Climate denial: what is the truth?

How is anyone supposed to take seriously Eddie Smith’s letter (‘Any damage done to our climate was done long ago’, Post, December 8)? In attempting to debunk human- caused climate change he is of the view that the world’s climate scientists either don’t understand or have forgotten Archimedes Principle for goodness sake! Its not hard to find many such examples* - the nature and enormity of the problem is causing many people to search around for reasons not to believe it and to wait for someone else to act rather than take their share of personal responsibility. We see angry outright denial, scapegoat seeking, deliberate boasts about wastefulness, projection of anxiety onto something more manageable, or most common of all – people shutting out all information and just not thinking about the problem.

People are being helped to find reasons not to believe by very poor leadership from politicians who for decades have talked a lot, done nothing and now failed in Copenhagen.

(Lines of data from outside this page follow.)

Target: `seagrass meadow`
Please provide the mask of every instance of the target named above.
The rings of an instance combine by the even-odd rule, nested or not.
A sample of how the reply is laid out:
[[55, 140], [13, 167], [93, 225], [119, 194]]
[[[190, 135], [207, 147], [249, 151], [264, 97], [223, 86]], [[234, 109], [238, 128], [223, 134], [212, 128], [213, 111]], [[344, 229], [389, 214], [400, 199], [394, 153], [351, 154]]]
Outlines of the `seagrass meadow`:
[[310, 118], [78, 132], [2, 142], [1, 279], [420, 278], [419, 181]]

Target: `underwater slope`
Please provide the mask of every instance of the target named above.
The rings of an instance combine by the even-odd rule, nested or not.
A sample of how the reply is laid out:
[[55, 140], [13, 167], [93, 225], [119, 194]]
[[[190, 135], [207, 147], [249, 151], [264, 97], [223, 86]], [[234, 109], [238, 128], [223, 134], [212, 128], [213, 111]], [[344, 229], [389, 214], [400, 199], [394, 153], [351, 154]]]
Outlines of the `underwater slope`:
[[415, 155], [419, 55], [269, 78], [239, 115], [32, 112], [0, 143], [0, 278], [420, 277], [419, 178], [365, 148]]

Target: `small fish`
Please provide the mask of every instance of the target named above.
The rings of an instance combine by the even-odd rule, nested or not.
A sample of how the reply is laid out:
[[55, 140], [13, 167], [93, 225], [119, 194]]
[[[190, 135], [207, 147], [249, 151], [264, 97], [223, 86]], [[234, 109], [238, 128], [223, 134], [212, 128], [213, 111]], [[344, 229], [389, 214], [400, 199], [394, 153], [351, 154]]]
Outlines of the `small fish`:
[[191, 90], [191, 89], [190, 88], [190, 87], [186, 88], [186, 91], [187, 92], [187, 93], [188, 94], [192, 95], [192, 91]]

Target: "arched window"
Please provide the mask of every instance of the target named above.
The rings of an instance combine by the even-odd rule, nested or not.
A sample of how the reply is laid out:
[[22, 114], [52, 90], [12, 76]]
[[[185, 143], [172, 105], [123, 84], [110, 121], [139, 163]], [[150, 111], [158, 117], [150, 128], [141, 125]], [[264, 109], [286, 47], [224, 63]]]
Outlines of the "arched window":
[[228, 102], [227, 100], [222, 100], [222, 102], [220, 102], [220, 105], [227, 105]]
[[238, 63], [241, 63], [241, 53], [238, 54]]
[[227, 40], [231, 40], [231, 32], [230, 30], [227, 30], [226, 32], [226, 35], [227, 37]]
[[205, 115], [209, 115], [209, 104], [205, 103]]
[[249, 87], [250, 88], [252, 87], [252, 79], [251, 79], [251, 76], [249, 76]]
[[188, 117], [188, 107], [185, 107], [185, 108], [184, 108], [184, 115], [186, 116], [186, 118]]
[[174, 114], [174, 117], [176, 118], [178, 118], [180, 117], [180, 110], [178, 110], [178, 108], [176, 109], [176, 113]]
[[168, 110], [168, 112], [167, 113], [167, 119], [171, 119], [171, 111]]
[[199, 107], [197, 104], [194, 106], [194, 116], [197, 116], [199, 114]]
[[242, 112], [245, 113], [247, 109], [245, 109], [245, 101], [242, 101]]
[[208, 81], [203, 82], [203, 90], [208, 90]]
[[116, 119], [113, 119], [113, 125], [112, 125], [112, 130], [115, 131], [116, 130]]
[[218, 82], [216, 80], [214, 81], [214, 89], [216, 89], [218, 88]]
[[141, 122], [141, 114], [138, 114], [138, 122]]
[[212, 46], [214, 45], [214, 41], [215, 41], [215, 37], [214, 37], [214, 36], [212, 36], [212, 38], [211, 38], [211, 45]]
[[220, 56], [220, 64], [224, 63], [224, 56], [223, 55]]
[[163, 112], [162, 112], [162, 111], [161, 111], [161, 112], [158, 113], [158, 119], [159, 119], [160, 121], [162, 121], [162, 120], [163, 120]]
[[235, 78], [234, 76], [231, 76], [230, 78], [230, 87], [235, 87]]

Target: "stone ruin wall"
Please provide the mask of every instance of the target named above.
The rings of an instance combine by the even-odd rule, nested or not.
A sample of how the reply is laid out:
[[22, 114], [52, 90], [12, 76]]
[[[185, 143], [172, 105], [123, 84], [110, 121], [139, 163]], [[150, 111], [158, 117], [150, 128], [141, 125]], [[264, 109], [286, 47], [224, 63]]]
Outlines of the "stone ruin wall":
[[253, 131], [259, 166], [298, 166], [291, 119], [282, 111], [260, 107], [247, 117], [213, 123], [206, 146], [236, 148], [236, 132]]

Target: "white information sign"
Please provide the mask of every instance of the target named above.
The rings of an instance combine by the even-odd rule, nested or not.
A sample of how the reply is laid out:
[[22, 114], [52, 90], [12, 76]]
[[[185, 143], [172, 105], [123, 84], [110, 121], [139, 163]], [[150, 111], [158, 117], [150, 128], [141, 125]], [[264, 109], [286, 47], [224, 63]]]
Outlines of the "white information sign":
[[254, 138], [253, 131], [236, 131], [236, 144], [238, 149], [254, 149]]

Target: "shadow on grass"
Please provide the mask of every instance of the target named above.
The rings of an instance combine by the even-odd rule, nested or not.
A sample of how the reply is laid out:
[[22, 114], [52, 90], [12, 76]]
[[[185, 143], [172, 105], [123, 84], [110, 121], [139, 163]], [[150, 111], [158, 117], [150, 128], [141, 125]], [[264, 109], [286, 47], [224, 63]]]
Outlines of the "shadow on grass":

They’ve also been helped by the poor state of communication between scientists, politicians and the public. However, none of this changes the basic bio-physical facts. Climate change is an inconvenient truth – and we all have to face up to it. We’ve gone beyond the stage of fundamental dispute about the core science and entered a phase of finding out what it takes for us all to accept both the truth of climate change and most of all - its implications.

*Eddie also: mixes up toxic smogs with climate change – they have features in common but are distinct issues; talks of a warm period in the middle ages as if the whole globe was involved – it wasn’t, medieval warming was only regional; says the temperature has not risen for ten years – but the last decade has been the warmest in human history according to organisations like the Met Office and NASA and its trends over time that are correct climate science; compares the scientific reports on climate change to the Iraq ‘dodgy dossier’ – the scientific reports are peer reviewed, are many and varied, have appeared over many years, featuring stronger and stronger evidence as time has passed.

The picture above is taken from a You Tube clip that features David Attenborough and Prof Peter Cox on natural vs human-caused climate change. The red line shows the measured temperature trend, the green line the model prediction using only natural factors and the yellow line the model prediction using human and natural factors. You can see the clip in less than 3 minutes here:

Wednesday, December 16, 2009

Reclaim Power action today, Copenhagen summit

Here's my guest post on today's Reclaim Power action at COP15. Thanks v much, Catherine, Camp for Climate Action

Today grassroots activists from all over the world marched on the COP15 summit with the aim of taking over the conference for one day and transforming it into a People’s Assembly. The Reclaim Power action was intended to give a voice to those who are not being heard, to be an opportunity to change the agenda, to discuss the real solutions, to send a clear message to the world calling for climate justice.

After mass arrests of protestors and street medics who gathered at the meeting point, over 1000 people made their way to the Bella Center, many crossing the police tape and trying to run into the conference space. After being forced back by police batons, dogs and pepper spray, some tried to sneak in over an inflatable bridge!

Indigenous delegates led the group who marched out from the Bella Centre to attempt to join the activists. Police reportedly used batons on delegates inside the centre trying to get out –
[http://indymedia.dk/action_timelines/16th-dec] However despite heavy repression, 500-600 people attended a People’s Assembly, while two activists got into the conference centre and disrupted the plenary.
[See photos -

Before the action many NGOs including Friends of the Earth and Via Campesina were barred from the talks that day while corporate lobbyists such as BMW were allowed in. However, there are billions of people globally who (unlike the NGOs) were never invited and don’t have a voice. These elitist and undemocratic talks are part of a political and economic system that puts corporate profits before the needs of people. The market based solutions being pushed in the UN Climate talks lead to ‘climate colonialism’ through land grabbing and accelerating the transfer of wealth from the exploited to an elite.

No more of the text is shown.